A core team comprised of staff members from the city of Camden, Cooper’s Ferry Partnership, and Rutgers—Camden Center for the Arts, in conjunction with the Camden FireWorks art gallery, has been meeting regularly since January 2019. Two independent curators will select the art that will be installed on each site. A Curatorial Steering Committee, composed of local government, community and corporate leaders as well as arts professionals, was created to help with strategic thinking about the intersection between public art and the community. A Community Advisory Committee formed of Camden residents, will work with the core team throughout the duration of the project. A toolkit will be made available for neighborhoods and organizations to support and create projects of their own as part of the dynamism and energy we hope “A New View” will create. “A New View” is partnering with the City and the Camden Collaborative Initiative’s Illegal Dumping Taskforce, to raise awareness and spread the word about how to stop illegal dumping.
Interim programming has already begun, including a community photo contest on Instagram held this past summer. Requests for proposals went out to local and national artists and arts organizations this past summer. And, on November 1-2nd, 2019 at Rutgers University–Camden, 20 talented finalists for “A New View” presented their proposals. 130 applications were submitted from artists across the country, with the 20 finalists – chosen by curators Kimberly Camp and Judith Tannenbaum – representing a diverse cross-section of medium, experience, and background. The selected artists will be tasked with bringing attention to Camden’s multi-million dollar challenges with illegal dumping and use art as a mechanism to change the often-negative perception of the city.
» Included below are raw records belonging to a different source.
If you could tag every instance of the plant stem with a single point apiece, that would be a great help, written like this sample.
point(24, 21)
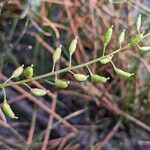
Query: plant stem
point(70, 57)
point(27, 86)
point(4, 92)
point(67, 68)
point(53, 67)
point(63, 70)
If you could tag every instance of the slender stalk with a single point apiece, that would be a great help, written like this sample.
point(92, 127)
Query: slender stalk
point(4, 92)
point(27, 86)
point(53, 67)
point(89, 70)
point(70, 57)
point(67, 68)
point(63, 70)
Residents, community leaders, and visitors watched the twenty presentations given by the semi-finalists; the public was invited to watch and respond. The public art projects will use a variety of artistic mediums to create a new narrative for Camden, revealing a journey from a literal and figurative dumping ground to a place full of energy, artistic potential, and strength. Mediums presented included plastic sculpture, fiber sculpture, mosaics, found objects, metal, wood, clay, photography, and murals. From these semifinalists, six artists/artist teams will be selected before the end of the year. Installation at the sites will begin in Spring 2020, and will be on view through October 2020.
Other program components include: Artist-in-residence programs in the schools on the theme of transformation and recycling; a Stedman Gallery exhibition on “A New View”, with a Museum Education program available free of charge to Camden City schools; apprenticeships for community artists; educational components, including a family guide for the public art; hands-on art projects at public sites; and public art workshops, lectures, and tours.
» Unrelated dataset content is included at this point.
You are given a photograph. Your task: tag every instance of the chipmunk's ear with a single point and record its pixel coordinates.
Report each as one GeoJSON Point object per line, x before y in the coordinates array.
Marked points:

Can art solve the problem of illegal dumping? Illegal dumping is a chronic and costly problem for the city that affects the quality of life of many residents. There is no one solution for this issue, but “A New View” will reinforce the idea that Camden is a place of historical significance and creative possibility, and act as a catalyst for increased community engagement and dialogue in the arts.
RCCA, a public service unit of Rutgers University-Camden, has a 43-year history as an anchor institution in the city. RCCA provides exhibitions, education programs, and community projects that create meaningful opportunities to participate in the arts, and increase awareness of the arts as essential to cultural, economic, and community vitality. RCCA has conducted arts education programs in Camden since 1996, and community arts programs since 2002.